比較例1は、(包囲層の厚さ×材料硬度 - カバーの厚さ×材料硬度)の値がマイナスとなり、コアのたわみ量-ボールのたわみ量が1.00mmより小さいと共に、包囲層の材料硬度がコア表面硬度より軟らかい。その結果、飛び(2)及び飛び(3)については、フルショットした時のスピン量と実打初速とのバランスが悪くなり、所望の飛距離が出なくなっている。
比較例2は、(包囲層の厚さ×材料硬度 - カバーの厚さ×材料硬度)の値がマイナスであると共に、コアのたわみ量-ボールのたわみ量が1.00mmより小さい。その結果、飛び(1)及び飛び(3)については、フルショットした時のスピン量と実打初速とのバランスが悪くなり、所望の飛距離が出なくなっている。

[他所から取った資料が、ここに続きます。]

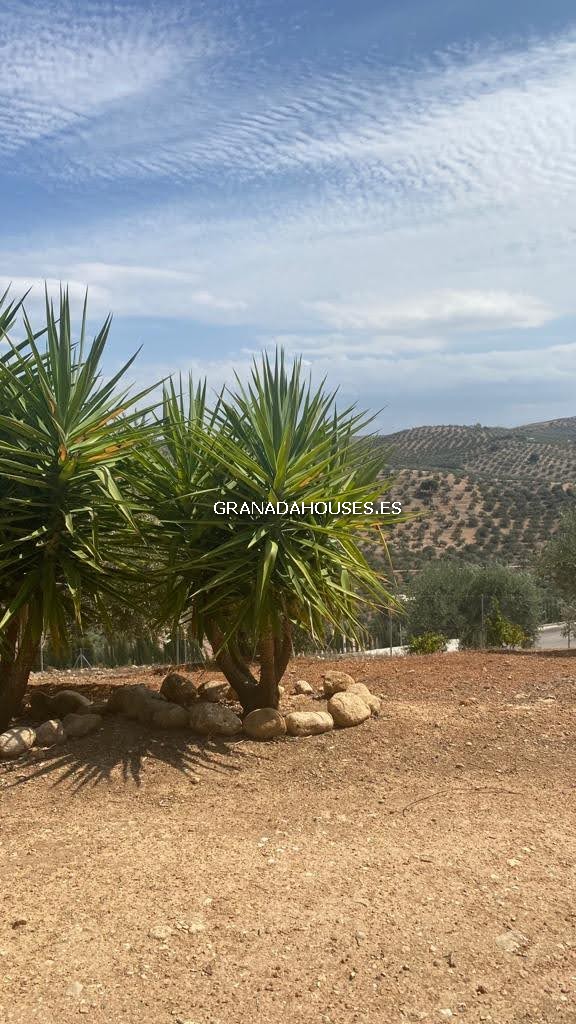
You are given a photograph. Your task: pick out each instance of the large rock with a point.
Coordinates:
(347, 709)
(80, 725)
(336, 682)
(15, 741)
(264, 723)
(169, 716)
(64, 702)
(49, 733)
(301, 686)
(309, 723)
(213, 690)
(136, 701)
(210, 719)
(178, 689)
(373, 702)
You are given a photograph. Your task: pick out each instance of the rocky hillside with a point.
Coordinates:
(483, 494)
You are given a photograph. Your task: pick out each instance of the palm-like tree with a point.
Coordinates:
(66, 520)
(255, 576)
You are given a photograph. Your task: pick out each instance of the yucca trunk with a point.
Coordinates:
(274, 654)
(18, 655)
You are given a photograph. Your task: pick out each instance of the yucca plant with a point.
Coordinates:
(66, 519)
(245, 580)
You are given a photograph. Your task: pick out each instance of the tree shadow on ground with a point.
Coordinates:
(120, 751)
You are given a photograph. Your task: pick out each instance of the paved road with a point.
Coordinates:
(550, 638)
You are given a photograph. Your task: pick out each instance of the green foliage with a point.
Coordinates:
(427, 643)
(67, 527)
(451, 597)
(258, 574)
(501, 633)
(558, 563)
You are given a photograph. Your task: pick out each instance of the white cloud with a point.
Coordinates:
(466, 310)
(402, 210)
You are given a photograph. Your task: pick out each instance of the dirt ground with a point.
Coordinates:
(366, 875)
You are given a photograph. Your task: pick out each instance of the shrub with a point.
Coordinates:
(501, 633)
(427, 643)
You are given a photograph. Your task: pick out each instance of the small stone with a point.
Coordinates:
(178, 689)
(347, 710)
(80, 725)
(373, 702)
(336, 682)
(264, 723)
(15, 741)
(301, 686)
(512, 942)
(212, 719)
(161, 932)
(64, 702)
(75, 988)
(169, 716)
(213, 690)
(50, 732)
(309, 723)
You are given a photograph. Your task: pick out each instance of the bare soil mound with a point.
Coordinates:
(418, 867)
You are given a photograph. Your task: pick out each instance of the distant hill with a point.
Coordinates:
(489, 494)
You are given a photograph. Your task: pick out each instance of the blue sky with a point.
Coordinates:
(386, 187)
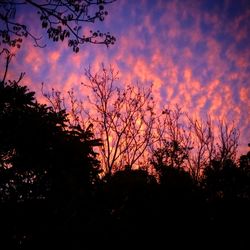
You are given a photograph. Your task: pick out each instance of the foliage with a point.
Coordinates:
(62, 20)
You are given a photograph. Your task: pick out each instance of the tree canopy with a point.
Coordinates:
(62, 20)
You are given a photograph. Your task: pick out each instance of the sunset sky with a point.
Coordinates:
(196, 53)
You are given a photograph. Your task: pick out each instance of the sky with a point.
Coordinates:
(196, 54)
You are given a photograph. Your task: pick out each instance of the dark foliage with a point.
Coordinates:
(47, 169)
(62, 20)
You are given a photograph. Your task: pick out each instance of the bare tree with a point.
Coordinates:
(171, 144)
(122, 117)
(61, 19)
(210, 142)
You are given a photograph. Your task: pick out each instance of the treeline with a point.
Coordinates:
(54, 191)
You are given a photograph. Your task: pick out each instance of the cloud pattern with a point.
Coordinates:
(196, 54)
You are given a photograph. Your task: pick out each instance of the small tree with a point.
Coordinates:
(122, 117)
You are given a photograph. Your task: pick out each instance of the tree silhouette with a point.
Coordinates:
(123, 117)
(62, 20)
(47, 170)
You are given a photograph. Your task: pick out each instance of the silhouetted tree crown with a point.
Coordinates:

比較例3は、包囲層の無いスリーピースのボール構造であり、その結果、飛び(2)については、フルショット時のスピン量と実打初速とのバランスが悪くなり、所望の飛距離が出なくなっている。
比較例4は、包囲層の無いスリーピースのボール構造であり、その結果、飛び(1)及び飛び(2)については、フルショット時のスピン量と実打初速とのバランスが悪くなり、所望の飛距離が出なくなっている。
比較例5は、包囲層の無い包囲層の無いスリーピースのボール構造であり、その結果、飛び(2)については、フルショット時のスピン量と実打初速とのバランスが悪くなり、所望の飛距離が出なくなっている。
比較例6は、包囲層の無い包囲層の無いスリーピースのボール構造であり、その結果、飛び(1)及び飛び(2)については、フルショット時のスピン量と実打初速とのバランスが悪くなり、所望の飛距離が出なくなっている。
比較例7は、包囲層の無い包囲層の無いスリーピースのボール構造であり、その結果、飛び(2)及び飛び(3)については、フルショット時のスピン量と実打初速とのバランスが悪くなり、所望の飛距離が出なくなっている。
比較例8は、カバーの材料硬度が中間層の材料硬度よりも軟らかものであり、ドライバー(W#1)でフルショットした時のスピン量が多くなり所望の飛距離が出ない。